Cal Poly Humboldt (formerly Humboldt State University) conducted 14 years of archaeological research at the site, documenting foundations, industrial infrastructure, personal artifacts, and the railroad barn. That work supported the November 2023 listing of the Falk Archaeological District on the National Register of Historic Places, recognizing the townsite as of national significance.
Sources
- https://lostcoastoutpost.com/2024/jan/9/historic-falk-abandoned-lumber-town-headwaters-for/
- https://en.wikipedia.org/wiki/Falk_Archaeological_District
- https://www.blm.gov/press-release/falk-townsite-headwaters-forest-reserve-named-national-register-historic-places
- https://www.savetheredwoods.org/blog/spooky-redwoods-ghost-town-remains-a-presence/
Atmospheric uneaseSense of presence
Falk is not haunted in the tradition of named spirits or documented apparitions. What it has is the physical record of 400 lives suddenly interrupted — foundations under the ferns, pipes surfacing from the ground without any structure to connect to, the yew trees residents planted that outlived the buildings by decades.

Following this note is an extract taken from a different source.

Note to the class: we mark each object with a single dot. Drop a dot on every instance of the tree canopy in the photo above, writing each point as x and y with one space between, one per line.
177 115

Save the Redwoods League described the pre-demolition site in atmospheric terms that persist in how visitors experience it: 'a damp and eerie outpost shrouded in the mists of Northern California's remote redwoods,' with 'ramshackle structures shaggy with moss and vines' and 'saplings sprouted through floorboards and ferns clung to sagging roofs.' That physical character — a community consumed by the forest faster than it could be forgotten — is the source of Falk's haunted reputation.
BLM park ranger Julie Clark, who has worked the Headwaters Forest Reserve, said directly: 'When I first started working there, I felt a presence.' The quote has circulated in coverage of the site as the closest thing to a firsthand paranormal account from a credentialed observer of the landscape.
The archaeological artifacts recovered from the site — porcelain doll heads, bottles, ornate dishes — are displayed in the restored locomotive barn that serves as the Headwaters Education Center. They function as the visible evidence that the town was real, and that its absence is recent enough to feel recent.